Dirichlet's theorem on arithmetic progressions

The theorem can be found on Wikipedia.

In the subsection "Proof" Wikipedia says that there is a proof for the case $a=1$ which uses no calculus, instead splitting behavior of primes in cyclotomic extensions. Could you help me proving this?

Assumption. For every natural number $n$ there are infinitely many prime numbers $p\equiv 1 \pmod n$.

Proof: I assume there are only finitely many $p_1,...,p_i$, and let $P=p_1\cdot...\cdot p_i$. The cyclotomic polynomial

$$\phi_n(x):=\prod_{\gcd(k,n)=1,\ 1\le k<n}(x-\zeta_n^k)\;,\;\;\zeta_n=\cos\frac{2\pi}{n}+i\sin\frac{2\pi}{n}$$

The hint in Neukirch books states that not all numbers $\phi_n(xnP)$ for $x\in\mathbb Z$ can equal $1$. Why? Now let $p \mid \phi_n(xnP)$ for suitable $x$. How can a contradiction be followed from this?

That there are infinitely many primes $p \equiv 1 \pmod{n}$ for any fixed $n \in \mathbb{Z}^+$ is a nice application of some elementary properties of cyclotomic polynomials.

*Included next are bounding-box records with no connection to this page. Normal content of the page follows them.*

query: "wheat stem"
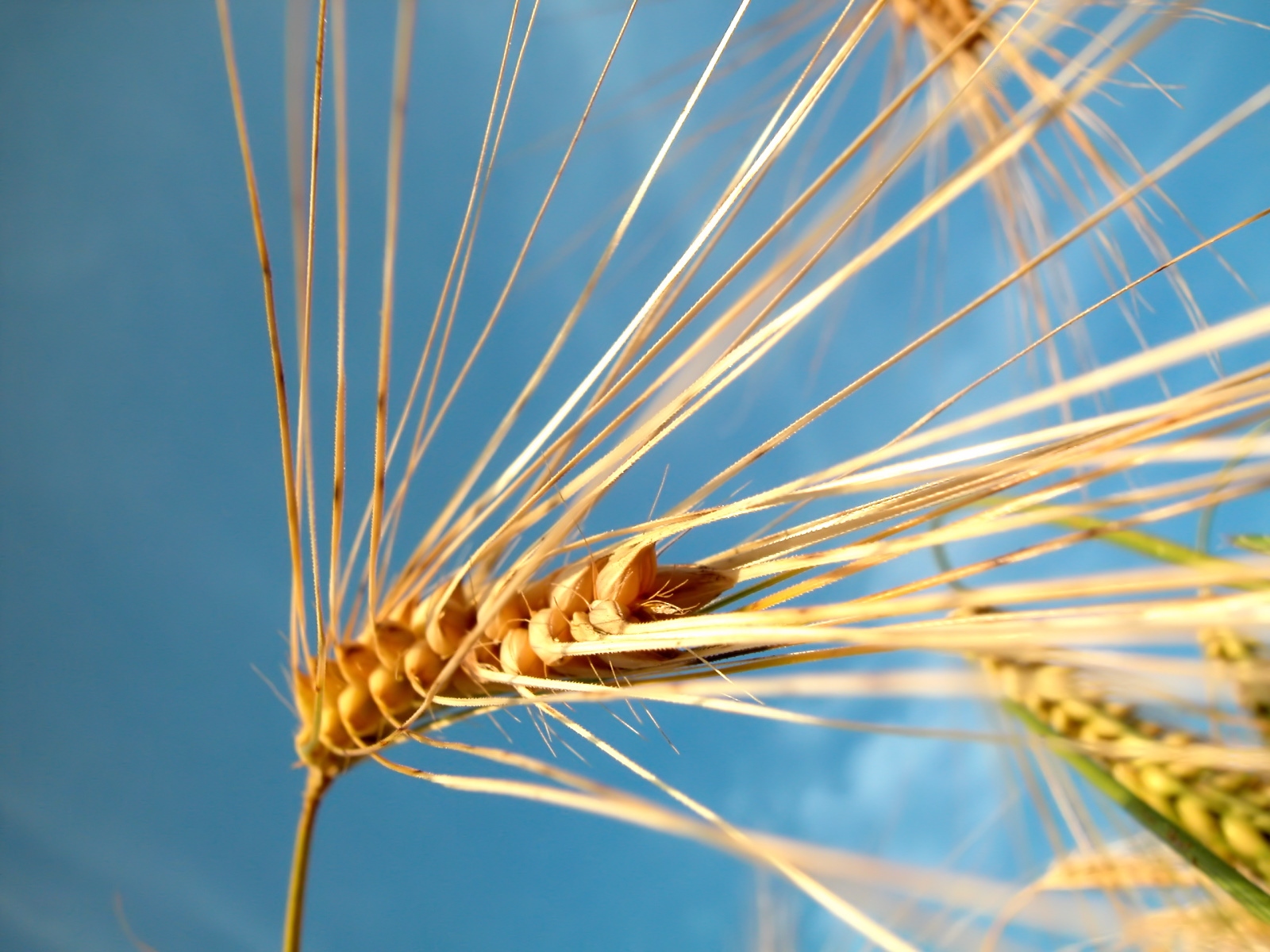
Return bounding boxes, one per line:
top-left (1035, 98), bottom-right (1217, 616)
top-left (282, 766), bottom-right (335, 952)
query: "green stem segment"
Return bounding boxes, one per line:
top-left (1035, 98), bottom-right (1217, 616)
top-left (1001, 701), bottom-right (1270, 923)
top-left (282, 766), bottom-right (335, 952)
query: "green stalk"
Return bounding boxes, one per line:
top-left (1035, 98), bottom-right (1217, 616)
top-left (282, 766), bottom-right (335, 952)
top-left (1001, 701), bottom-right (1270, 923)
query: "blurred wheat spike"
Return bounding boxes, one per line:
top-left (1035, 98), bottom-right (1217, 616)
top-left (217, 0), bottom-right (1270, 950)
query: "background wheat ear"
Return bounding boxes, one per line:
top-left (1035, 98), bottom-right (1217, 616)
top-left (0, 4), bottom-right (1270, 950)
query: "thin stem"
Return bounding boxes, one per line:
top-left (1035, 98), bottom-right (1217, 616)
top-left (282, 766), bottom-right (335, 952)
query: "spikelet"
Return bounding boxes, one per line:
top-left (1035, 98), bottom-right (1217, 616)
top-left (302, 541), bottom-right (737, 770)
top-left (1199, 624), bottom-right (1270, 743)
top-left (982, 655), bottom-right (1270, 882)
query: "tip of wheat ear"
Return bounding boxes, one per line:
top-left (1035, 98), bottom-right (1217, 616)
top-left (980, 656), bottom-right (1270, 884)
top-left (294, 541), bottom-right (737, 770)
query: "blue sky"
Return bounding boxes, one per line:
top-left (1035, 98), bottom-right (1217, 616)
top-left (0, 2), bottom-right (1270, 952)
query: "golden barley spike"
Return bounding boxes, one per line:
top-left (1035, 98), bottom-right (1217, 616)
top-left (218, 0), bottom-right (1270, 952)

A proof can be found in $\S$ 10.1 of my field theory notes, which begins by defining cyclotomic polynomials and establishing these properties.

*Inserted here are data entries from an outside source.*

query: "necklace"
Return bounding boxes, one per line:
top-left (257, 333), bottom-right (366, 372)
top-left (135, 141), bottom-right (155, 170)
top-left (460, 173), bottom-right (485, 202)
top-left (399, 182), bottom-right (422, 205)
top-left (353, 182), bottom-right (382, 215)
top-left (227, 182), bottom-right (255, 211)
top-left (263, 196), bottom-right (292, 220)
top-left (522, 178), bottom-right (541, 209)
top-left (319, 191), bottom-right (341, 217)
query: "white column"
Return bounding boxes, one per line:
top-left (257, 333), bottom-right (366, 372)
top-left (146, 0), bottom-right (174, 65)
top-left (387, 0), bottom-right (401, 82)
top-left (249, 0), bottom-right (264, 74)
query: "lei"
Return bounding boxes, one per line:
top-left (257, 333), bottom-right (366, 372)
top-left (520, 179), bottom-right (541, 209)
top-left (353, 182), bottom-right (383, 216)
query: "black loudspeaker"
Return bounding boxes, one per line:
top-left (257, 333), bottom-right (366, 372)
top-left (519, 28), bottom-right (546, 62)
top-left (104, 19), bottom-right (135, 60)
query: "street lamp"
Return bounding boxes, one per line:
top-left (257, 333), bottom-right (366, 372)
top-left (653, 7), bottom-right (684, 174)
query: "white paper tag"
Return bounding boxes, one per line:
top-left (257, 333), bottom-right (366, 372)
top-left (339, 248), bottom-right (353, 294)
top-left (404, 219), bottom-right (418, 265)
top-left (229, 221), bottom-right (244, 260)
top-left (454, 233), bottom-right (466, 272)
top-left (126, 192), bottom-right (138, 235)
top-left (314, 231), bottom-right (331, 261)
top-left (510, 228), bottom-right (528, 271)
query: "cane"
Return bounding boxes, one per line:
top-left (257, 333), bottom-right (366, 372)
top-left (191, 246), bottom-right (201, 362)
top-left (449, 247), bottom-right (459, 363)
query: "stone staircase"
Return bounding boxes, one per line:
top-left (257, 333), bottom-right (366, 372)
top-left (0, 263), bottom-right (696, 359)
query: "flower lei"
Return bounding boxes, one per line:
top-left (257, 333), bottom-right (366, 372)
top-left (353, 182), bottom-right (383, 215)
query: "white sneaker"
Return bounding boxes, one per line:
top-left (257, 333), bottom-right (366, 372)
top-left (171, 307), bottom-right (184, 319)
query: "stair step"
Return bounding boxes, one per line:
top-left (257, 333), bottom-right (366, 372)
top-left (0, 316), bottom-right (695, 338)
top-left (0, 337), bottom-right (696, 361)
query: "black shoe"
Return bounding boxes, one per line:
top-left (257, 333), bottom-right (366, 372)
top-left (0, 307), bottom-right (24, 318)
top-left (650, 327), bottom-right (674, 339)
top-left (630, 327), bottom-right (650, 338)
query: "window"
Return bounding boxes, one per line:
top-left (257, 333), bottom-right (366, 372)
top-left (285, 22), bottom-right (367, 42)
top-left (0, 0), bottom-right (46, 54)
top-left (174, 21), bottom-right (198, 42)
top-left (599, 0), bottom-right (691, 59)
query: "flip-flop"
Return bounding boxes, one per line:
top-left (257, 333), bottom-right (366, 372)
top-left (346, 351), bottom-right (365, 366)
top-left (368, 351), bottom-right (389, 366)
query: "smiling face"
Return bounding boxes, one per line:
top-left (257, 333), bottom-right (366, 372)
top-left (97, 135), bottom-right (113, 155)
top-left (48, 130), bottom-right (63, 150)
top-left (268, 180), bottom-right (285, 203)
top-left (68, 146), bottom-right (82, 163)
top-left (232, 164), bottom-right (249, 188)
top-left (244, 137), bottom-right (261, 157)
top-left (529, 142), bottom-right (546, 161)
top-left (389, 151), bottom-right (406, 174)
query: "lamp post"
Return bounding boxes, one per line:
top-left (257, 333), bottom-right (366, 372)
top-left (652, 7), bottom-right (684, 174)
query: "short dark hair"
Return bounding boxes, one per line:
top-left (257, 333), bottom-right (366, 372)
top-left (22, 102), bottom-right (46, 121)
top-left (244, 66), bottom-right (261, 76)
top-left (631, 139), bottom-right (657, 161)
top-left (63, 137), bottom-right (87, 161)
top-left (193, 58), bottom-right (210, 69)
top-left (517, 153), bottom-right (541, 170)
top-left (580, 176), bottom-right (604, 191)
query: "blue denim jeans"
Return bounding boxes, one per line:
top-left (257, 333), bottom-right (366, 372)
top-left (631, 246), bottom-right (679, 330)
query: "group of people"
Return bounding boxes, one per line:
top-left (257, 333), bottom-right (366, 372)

Note that it is not necessary to construe the argument in terms of splitting of primes in cyclotomic fields (although I agree that it is natural to think of things in this way).

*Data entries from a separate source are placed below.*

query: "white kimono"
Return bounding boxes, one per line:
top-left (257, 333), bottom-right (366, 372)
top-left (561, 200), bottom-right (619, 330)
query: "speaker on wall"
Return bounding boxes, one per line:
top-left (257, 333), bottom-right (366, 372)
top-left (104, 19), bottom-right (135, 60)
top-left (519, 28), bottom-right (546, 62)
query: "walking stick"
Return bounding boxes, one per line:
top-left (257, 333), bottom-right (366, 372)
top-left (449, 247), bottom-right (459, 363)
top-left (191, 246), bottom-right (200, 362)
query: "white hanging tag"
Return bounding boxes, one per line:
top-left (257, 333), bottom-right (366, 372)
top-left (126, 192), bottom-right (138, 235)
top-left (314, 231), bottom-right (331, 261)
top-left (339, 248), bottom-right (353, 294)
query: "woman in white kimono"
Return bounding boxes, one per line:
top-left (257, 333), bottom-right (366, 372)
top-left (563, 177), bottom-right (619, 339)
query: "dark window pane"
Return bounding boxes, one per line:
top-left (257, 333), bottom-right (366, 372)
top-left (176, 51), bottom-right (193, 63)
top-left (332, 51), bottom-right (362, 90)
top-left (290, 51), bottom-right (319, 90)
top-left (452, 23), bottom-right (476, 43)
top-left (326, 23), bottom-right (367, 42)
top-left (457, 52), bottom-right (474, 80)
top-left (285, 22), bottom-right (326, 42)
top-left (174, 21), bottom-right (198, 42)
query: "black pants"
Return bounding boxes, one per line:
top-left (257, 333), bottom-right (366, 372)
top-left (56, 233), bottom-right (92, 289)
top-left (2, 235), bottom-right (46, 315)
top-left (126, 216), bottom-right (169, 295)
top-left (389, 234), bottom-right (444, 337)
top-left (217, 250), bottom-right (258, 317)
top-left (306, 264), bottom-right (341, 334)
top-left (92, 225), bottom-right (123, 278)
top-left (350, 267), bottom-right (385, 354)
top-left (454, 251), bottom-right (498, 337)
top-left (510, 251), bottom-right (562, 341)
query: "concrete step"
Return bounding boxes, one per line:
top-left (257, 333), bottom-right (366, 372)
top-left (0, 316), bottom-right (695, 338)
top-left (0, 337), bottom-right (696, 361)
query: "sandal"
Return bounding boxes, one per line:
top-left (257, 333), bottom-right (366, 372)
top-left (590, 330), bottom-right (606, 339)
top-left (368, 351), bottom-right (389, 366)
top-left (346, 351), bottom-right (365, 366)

The proof of the general version of Dirichlet's Theorem is roughly an order of magnitude harder than this special case. Among many other places, a proof can be found in Chapter 17 of my under/graduate number theory notes. This proof is an adaptation of the one given in Serre's A Course in Arithmetic, with more attention given to certain details.